When you hit "can't reach https://api.example.com," don't guess — go from the lower layers up (or in the order a request happens). Here's the decision tree:

   1. DNS returns the right IP?    dig +short api.example.com
        ├─ empty/wrong → DNS error (wrong name, wrong record, cache TTL) → Article 7
        └─ returns IP ✓
   2. Host (IP) reachable?         ping <IP>  /  traceroute <IP>
        ├─ no          → network/routing error (or ICMP blocked) → Article 4
        └─ reachable ✓
   3. Port open/reachable?         nc -zv <host> 443
        ├─ timeout     → firewall DROP (Article 10) or service not listening
        ├─ refused     → reached the host but NO ONE listens on that port (ss -tlnp on the server)
        └─ succeeded ✓
   4. TLS okay?                    openssl s_client -connect <host>:443
        ├─ verify error → certificate expired/wrong name (Article 9)
        └─ ok ✓
   5. What does HTTP return?       curl -v https://...
        ├─ 4xx         → your fault (URL, auth, parameters)
        ├─ 5xx         → the server's fault (check server logs)
        └─ 2xx ✓ → the network is fine; the problem (if any) is in the application/logic layer

Each step rules out a layer. The moment a step fails, you know where the problem is and which article to read to fix it. This is the difference between "trying everything" and "diagnosing systematically."

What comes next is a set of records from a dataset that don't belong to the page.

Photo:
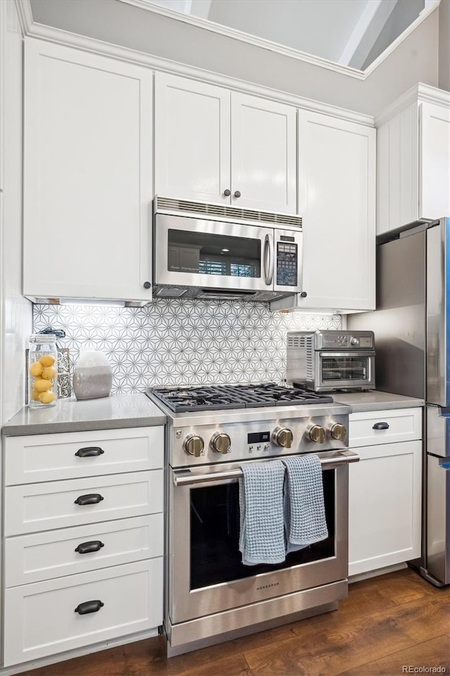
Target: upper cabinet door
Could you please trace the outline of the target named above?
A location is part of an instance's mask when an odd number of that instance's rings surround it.
[[[296,110],[231,93],[231,204],[296,213]]]
[[[307,308],[375,309],[375,129],[299,111]]]
[[[25,39],[23,292],[149,301],[153,74]]]
[[[450,215],[450,109],[422,103],[419,108],[419,215]]]
[[[155,75],[155,192],[229,204],[230,92]]]

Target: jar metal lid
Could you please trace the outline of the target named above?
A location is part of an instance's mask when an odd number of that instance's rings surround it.
[[[43,345],[45,343],[56,343],[56,336],[53,333],[35,333],[30,337],[30,342],[33,343],[39,343]]]

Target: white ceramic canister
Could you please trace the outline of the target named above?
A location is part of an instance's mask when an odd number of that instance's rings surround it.
[[[112,384],[112,370],[103,352],[83,352],[73,371],[73,391],[77,399],[108,396]]]

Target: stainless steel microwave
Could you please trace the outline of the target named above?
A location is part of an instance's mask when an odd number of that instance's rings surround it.
[[[271,301],[302,292],[302,219],[156,197],[153,296]]]
[[[286,380],[315,392],[373,389],[373,332],[288,332]]]

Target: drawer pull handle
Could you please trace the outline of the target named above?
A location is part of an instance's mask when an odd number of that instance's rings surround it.
[[[388,423],[375,423],[372,430],[389,430]]]
[[[93,458],[94,456],[101,456],[105,453],[99,446],[86,446],[85,449],[78,449],[75,455],[79,458]]]
[[[96,613],[105,604],[101,601],[85,601],[84,603],[79,603],[75,608],[75,613],[79,615],[87,615],[88,613]]]
[[[97,505],[103,499],[100,493],[88,493],[87,495],[80,495],[75,500],[76,505]]]
[[[91,542],[82,542],[77,547],[75,547],[75,551],[79,554],[89,554],[91,551],[98,551],[105,545],[100,540],[92,540]]]

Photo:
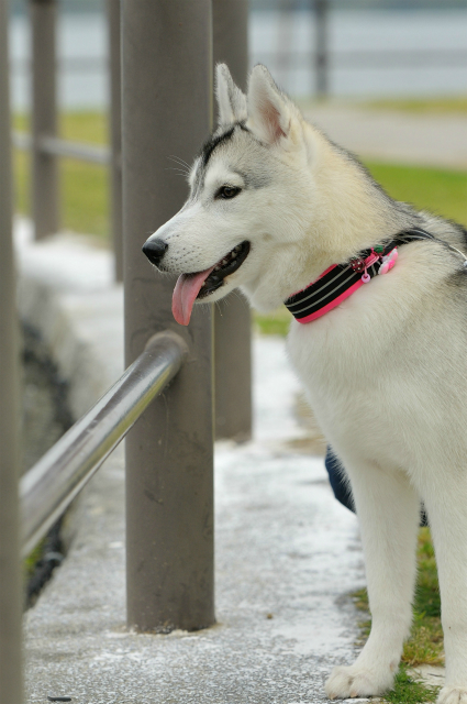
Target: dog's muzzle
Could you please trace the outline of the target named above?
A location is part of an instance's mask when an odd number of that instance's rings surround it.
[[[160,260],[167,252],[167,249],[168,244],[163,240],[147,240],[147,242],[143,244],[143,253],[155,266],[160,264]]]

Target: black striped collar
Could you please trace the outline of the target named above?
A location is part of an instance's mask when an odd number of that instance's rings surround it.
[[[414,240],[433,239],[432,234],[419,228],[400,232],[381,246],[363,250],[345,264],[333,264],[307,288],[290,296],[285,301],[285,306],[299,322],[311,322],[340,306],[374,276],[383,273],[385,270],[381,267],[387,257],[391,253],[393,257],[397,256],[399,245],[408,244]]]

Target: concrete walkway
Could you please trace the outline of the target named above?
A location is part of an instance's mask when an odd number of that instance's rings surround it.
[[[346,148],[366,158],[467,169],[467,116],[415,114],[316,103],[307,118]]]
[[[35,244],[16,228],[21,311],[49,344],[82,413],[122,367],[122,292],[110,255],[82,241]],[[85,492],[71,549],[25,618],[29,703],[311,704],[355,657],[364,583],[355,516],[322,459],[293,454],[298,383],[283,341],[254,341],[255,440],[215,451],[218,626],[147,636],[125,629],[123,460]]]

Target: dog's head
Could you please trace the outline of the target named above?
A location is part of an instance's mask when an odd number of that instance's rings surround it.
[[[173,310],[181,324],[194,302],[237,287],[259,309],[277,307],[307,256],[313,160],[299,110],[260,65],[247,96],[219,65],[216,97],[219,125],[191,167],[188,200],[143,248],[160,271],[179,276]]]

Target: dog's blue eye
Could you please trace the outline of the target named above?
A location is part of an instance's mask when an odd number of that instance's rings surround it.
[[[215,197],[225,199],[235,198],[241,190],[242,188],[237,188],[236,186],[222,186],[215,194]]]

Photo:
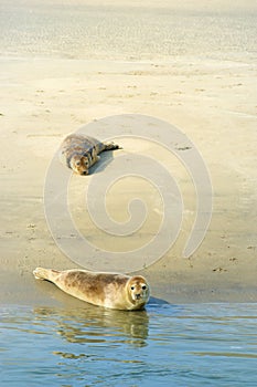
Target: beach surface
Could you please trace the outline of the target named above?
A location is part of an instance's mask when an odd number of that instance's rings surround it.
[[[257,7],[249,0],[175,3],[1,1],[1,304],[73,302],[32,274],[36,266],[78,266],[47,226],[45,178],[67,134],[122,115],[151,116],[182,130],[212,181],[210,226],[184,258],[197,211],[192,177],[167,149],[120,132],[124,149],[113,153],[114,160],[160,158],[183,197],[175,242],[140,270],[152,295],[171,303],[257,301]],[[71,211],[96,249],[129,251],[158,234],[161,198],[135,176],[120,179],[106,205],[122,229],[128,201],[142,195],[149,207],[142,232],[125,241],[99,230],[85,202],[93,176],[72,177]]]

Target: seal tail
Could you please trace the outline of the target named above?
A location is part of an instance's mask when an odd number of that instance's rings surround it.
[[[50,282],[54,282],[54,280],[60,275],[60,271],[44,268],[36,268],[33,271],[33,274],[36,280],[46,280]]]

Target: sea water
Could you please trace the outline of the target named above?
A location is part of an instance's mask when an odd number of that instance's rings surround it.
[[[257,304],[0,312],[1,386],[257,386]]]

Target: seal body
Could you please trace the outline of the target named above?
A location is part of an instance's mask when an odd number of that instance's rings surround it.
[[[149,284],[141,275],[43,268],[36,268],[33,274],[39,280],[53,282],[74,297],[115,310],[142,310],[150,296]]]
[[[89,168],[99,160],[105,150],[120,149],[117,144],[101,143],[97,138],[72,134],[60,148],[60,159],[78,175],[88,175]]]

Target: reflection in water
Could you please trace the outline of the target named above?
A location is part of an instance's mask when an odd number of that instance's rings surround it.
[[[146,311],[124,312],[86,304],[85,308],[38,307],[39,320],[54,320],[56,332],[69,343],[128,343],[147,345],[149,317]]]
[[[0,307],[1,386],[251,387],[256,330],[257,304]]]

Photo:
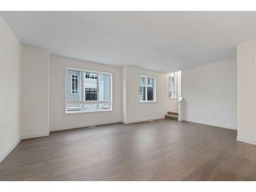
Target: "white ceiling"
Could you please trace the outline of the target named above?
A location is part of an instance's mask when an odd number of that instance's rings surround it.
[[[256,12],[0,12],[21,42],[59,56],[170,72],[236,56]]]

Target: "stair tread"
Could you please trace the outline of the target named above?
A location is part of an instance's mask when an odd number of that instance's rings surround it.
[[[170,116],[170,117],[179,117],[179,116],[177,115],[165,115],[167,116]]]
[[[168,111],[167,112],[179,113],[179,111]]]

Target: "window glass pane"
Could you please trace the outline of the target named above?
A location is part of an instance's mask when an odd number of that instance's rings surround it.
[[[93,78],[92,77],[94,77]],[[83,79],[83,91],[84,93],[84,100],[97,101],[97,74],[92,73],[84,73]],[[90,77],[90,78],[88,78]]]
[[[110,102],[99,103],[98,110],[104,111],[110,109]]]
[[[147,78],[147,100],[148,101],[153,101],[154,100],[153,96],[153,80],[154,79],[152,78]]]
[[[99,101],[110,101],[110,75],[99,74]]]
[[[146,78],[140,77],[140,101],[146,100]]]
[[[67,101],[81,101],[82,72],[79,71],[67,70]]]

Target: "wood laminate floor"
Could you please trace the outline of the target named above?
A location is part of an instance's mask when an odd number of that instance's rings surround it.
[[[0,163],[0,180],[256,180],[237,131],[169,119],[51,132]]]

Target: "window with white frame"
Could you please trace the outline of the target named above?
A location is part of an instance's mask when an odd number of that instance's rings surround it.
[[[71,94],[78,94],[78,76],[71,74]]]
[[[156,101],[156,78],[140,75],[140,101]]]
[[[112,110],[110,73],[66,69],[66,113]]]
[[[177,98],[176,81],[174,75],[174,73],[169,74],[169,97],[171,98]]]

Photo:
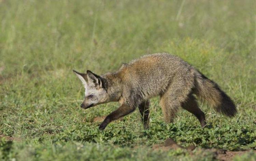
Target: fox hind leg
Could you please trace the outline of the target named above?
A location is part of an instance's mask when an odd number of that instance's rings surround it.
[[[204,113],[198,107],[196,98],[192,94],[190,94],[188,99],[182,103],[181,107],[189,112],[193,114],[200,122],[202,127],[206,125]]]
[[[160,96],[159,104],[166,122],[173,121],[181,103],[187,100],[193,87],[193,82],[188,77],[180,77],[170,85]],[[190,78],[192,79],[191,78]]]
[[[141,103],[138,107],[145,129],[149,127],[150,105],[150,101],[147,100]]]

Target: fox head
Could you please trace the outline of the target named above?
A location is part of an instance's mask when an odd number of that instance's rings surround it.
[[[104,78],[89,70],[87,71],[86,74],[74,70],[73,71],[81,80],[85,90],[84,100],[80,106],[81,108],[85,109],[106,102],[108,97]]]

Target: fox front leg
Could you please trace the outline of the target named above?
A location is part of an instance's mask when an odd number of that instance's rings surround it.
[[[104,130],[108,124],[111,121],[117,120],[121,117],[130,113],[135,109],[135,107],[131,107],[126,104],[122,105],[116,110],[112,112],[107,116],[104,121],[99,127],[99,128],[100,130]]]

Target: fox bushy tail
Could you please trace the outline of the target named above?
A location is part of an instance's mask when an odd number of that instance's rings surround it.
[[[217,112],[230,117],[237,112],[231,99],[218,85],[198,72],[195,80],[195,94],[199,99],[206,102]]]

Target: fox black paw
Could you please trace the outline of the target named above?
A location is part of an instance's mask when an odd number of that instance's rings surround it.
[[[106,127],[107,125],[107,124],[106,124],[103,122],[100,124],[99,126],[99,128],[100,129],[100,130],[104,130]]]

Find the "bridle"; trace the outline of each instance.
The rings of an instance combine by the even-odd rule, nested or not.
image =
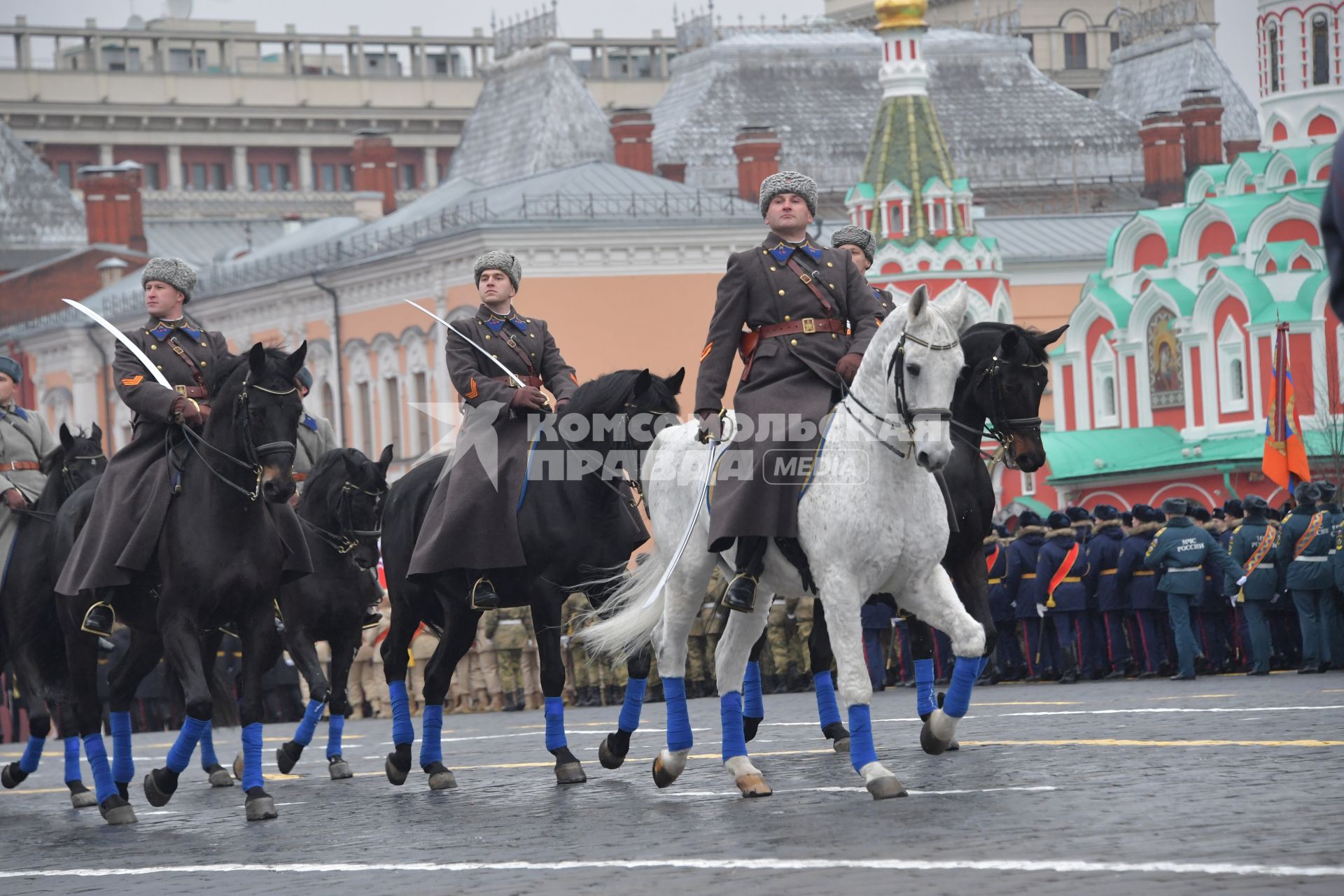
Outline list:
[[[183,426],[181,431],[187,435],[187,445],[191,447],[192,454],[195,454],[198,458],[200,458],[200,462],[206,465],[206,469],[210,470],[211,474],[214,474],[214,477],[216,480],[219,480],[220,482],[223,482],[224,485],[227,485],[228,488],[231,488],[234,492],[238,492],[239,494],[242,494],[243,497],[246,497],[249,501],[255,501],[258,497],[261,497],[261,485],[262,485],[261,478],[265,474],[265,470],[263,470],[262,463],[261,463],[262,459],[266,458],[266,457],[270,457],[273,454],[289,454],[290,461],[293,461],[293,458],[294,458],[294,443],[293,442],[266,442],[263,445],[257,445],[255,439],[253,439],[251,419],[250,419],[250,416],[247,414],[247,390],[254,388],[258,392],[266,392],[267,395],[293,395],[294,392],[298,391],[298,387],[294,386],[294,387],[290,387],[288,390],[269,390],[265,386],[258,386],[255,383],[250,383],[249,382],[250,379],[251,379],[251,371],[247,371],[247,375],[243,377],[242,388],[238,390],[238,398],[234,400],[234,426],[238,427],[239,418],[242,419],[242,427],[241,427],[242,431],[243,431],[243,457],[242,457],[242,459],[234,457],[233,454],[230,454],[228,451],[224,451],[223,449],[215,447],[214,445],[211,445],[210,442],[207,442],[203,435],[196,434],[190,426]],[[250,473],[254,473],[257,476],[257,484],[251,488],[251,490],[249,490],[249,489],[238,485],[237,482],[234,482],[233,480],[230,480],[227,476],[224,476],[223,473],[220,473],[219,470],[216,470],[210,463],[210,461],[206,459],[206,455],[203,455],[200,453],[200,449],[196,447],[198,445],[203,445],[203,446],[208,447],[211,451],[214,451],[215,454],[220,455],[222,458],[224,458],[226,461],[228,461],[234,466],[238,466],[238,467],[242,467],[242,469],[245,469],[245,470],[247,470]]]
[[[312,488],[309,486],[309,493]],[[349,498],[355,492],[362,492],[374,498],[374,504],[378,508],[378,528],[376,529],[356,529],[353,521],[351,520]],[[327,543],[336,553],[349,553],[359,547],[360,539],[378,539],[383,535],[383,506],[379,502],[380,498],[387,494],[387,489],[378,489],[376,492],[370,492],[368,489],[362,489],[353,482],[345,481],[340,486],[340,496],[336,498],[336,532],[324,529],[323,527],[312,523],[304,517],[298,517],[304,525],[312,529],[320,540]]]
[[[910,406],[910,399],[906,396],[906,364],[905,364],[906,341],[907,340],[911,341],[911,343],[915,343],[917,345],[923,345],[925,348],[927,348],[929,351],[933,351],[933,352],[948,352],[948,351],[952,351],[952,349],[957,348],[958,345],[961,345],[961,340],[957,339],[957,337],[954,337],[950,343],[929,343],[926,340],[919,339],[918,336],[914,336],[909,330],[905,330],[905,329],[900,330],[900,339],[896,341],[896,351],[894,351],[891,353],[891,360],[887,363],[887,379],[892,380],[892,383],[896,387],[896,412],[900,414],[900,419],[906,424],[906,431],[909,433],[911,441],[914,441],[915,419],[918,419],[918,418],[926,418],[926,419],[927,418],[937,418],[939,422],[948,422],[948,420],[952,419],[952,408],[950,407],[911,407]],[[848,402],[851,402],[851,400],[855,404],[857,404],[863,411],[866,411],[868,414],[868,416],[872,416],[874,419],[886,422],[887,416],[884,414],[878,414],[876,411],[874,411],[871,407],[868,407],[867,404],[864,404],[859,399],[859,396],[855,395],[849,388],[845,388],[844,390],[844,398],[840,399],[840,404],[847,411],[849,411],[849,415],[853,416],[855,422],[859,423],[859,429],[862,429],[864,433],[867,433],[868,435],[871,435],[879,445],[882,445],[888,451],[894,453],[896,457],[899,457],[899,458],[909,457],[905,451],[902,451],[900,449],[898,449],[895,445],[891,445],[884,438],[882,438],[878,433],[874,433],[871,429],[868,429],[868,426],[863,422],[863,418],[860,418],[857,414],[855,414],[853,408],[851,408],[848,406]]]

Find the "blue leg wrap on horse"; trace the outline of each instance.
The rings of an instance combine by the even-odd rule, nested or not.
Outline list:
[[[112,767],[108,764],[108,748],[102,744],[102,735],[85,737],[85,755],[89,758],[94,795],[98,802],[101,803],[108,797],[116,797],[117,782],[112,779]]]
[[[765,703],[761,700],[761,664],[747,662],[747,673],[742,677],[742,715],[751,719],[765,719]]]
[[[168,751],[168,759],[164,762],[164,766],[169,771],[181,774],[187,770],[187,766],[191,763],[191,754],[196,752],[196,742],[200,740],[200,732],[206,729],[206,724],[208,724],[206,719],[196,719],[194,716],[183,719],[177,740],[173,742],[172,750]],[[259,729],[261,725],[257,725],[257,728]]]
[[[855,771],[878,762],[878,751],[872,746],[872,715],[866,703],[849,707],[849,762]]]
[[[243,725],[243,790],[261,786],[261,723],[254,721]]]
[[[327,758],[340,755],[340,735],[345,731],[345,716],[331,716],[327,721]]]
[[[129,785],[136,776],[136,760],[130,754],[130,713],[109,712],[108,727],[112,728],[112,776]]]
[[[621,731],[636,731],[640,727],[640,709],[644,708],[644,689],[648,678],[628,678],[625,681],[625,703],[621,704],[621,717],[616,727]]]
[[[689,750],[695,737],[685,708],[685,678],[663,678],[663,700],[668,704],[668,750]]]
[[[66,780],[82,780],[79,774],[79,739],[66,737]]]
[[[38,771],[38,763],[42,762],[42,748],[47,746],[46,737],[28,736],[28,746],[23,748],[23,755],[19,756],[19,771],[31,775]]]
[[[827,725],[840,721],[840,707],[836,704],[836,686],[831,684],[829,672],[813,674],[812,684],[817,689],[817,719],[821,720],[821,731],[825,731]]]
[[[952,669],[952,684],[948,685],[948,696],[942,699],[942,711],[953,719],[961,719],[970,708],[970,689],[976,686],[980,669],[980,657],[957,657],[957,665]]]
[[[425,737],[423,743],[421,743],[422,768],[431,762],[444,762],[442,732],[444,704],[437,703],[431,707],[425,707],[425,712],[421,716],[421,735]]]
[[[915,660],[915,712],[926,716],[938,708],[933,696],[933,660]]]
[[[304,709],[304,717],[298,720],[298,728],[294,729],[294,743],[300,747],[306,747],[313,743],[313,732],[317,731],[317,723],[323,719],[323,709],[327,707],[325,700],[309,700],[308,708]]]
[[[719,720],[723,725],[723,762],[747,755],[747,742],[742,733],[742,695],[737,690],[719,697]]]
[[[625,709],[621,709],[622,715]],[[636,716],[638,719],[638,716]],[[546,699],[546,748],[560,750],[569,747],[564,739],[564,700],[562,697]]]
[[[406,682],[394,681],[387,685],[392,701],[392,743],[415,743],[415,728],[411,727],[411,701],[406,696]]]
[[[200,732],[200,767],[208,771],[212,766],[219,764],[219,756],[215,755],[215,725],[206,723],[206,729]]]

Two symptom pairs that are often confused

Remembering these two pairs saves a lot of time:

  • timeout vs connection refused (in nc/curl): timeout = the packet was dropped by a firewall silently, or the host is unreachable; refused = the host was reached but no service listens on that port (the firewall let it through). Two entirely different causes.
  • DNS is fine but still can't connect vs DNS is wrong: if dig returns the right IP, rule out DNS — don't waste time there; move on down to TCP/TLS/HTTP.

An environment note

A few tools differ across OSes:

   Linux            macOS              Windows
   ip addr          ifconfig           ipconfig
   ss               netstat            netstat
   traceroute       traceroute         tracert
   dig/curl/nc/openssl: nearly the same

Since servers are mostly Linux, learn the Linux set (ip, ss) primarily; but dig, curl, nc, openssl, ping, traceroute are nearly identical everywhere — that's your "carry-anywhere" set.

Wrap-up

Each diagnostic tool inspects one layer: ping/traceroute (network), dig (DNS), ss/nc (port/TCP), openssl (TLS), curl -v (HTTP), tcpdump (packets at every layer). The real power is in the workflow: go from DNS → host → port → TLS → HTTP, each step ruling out a layer to pinpoint the problem instead of guessing. Remember to distinguish timeout (drop/firewall) from refused (no one listening).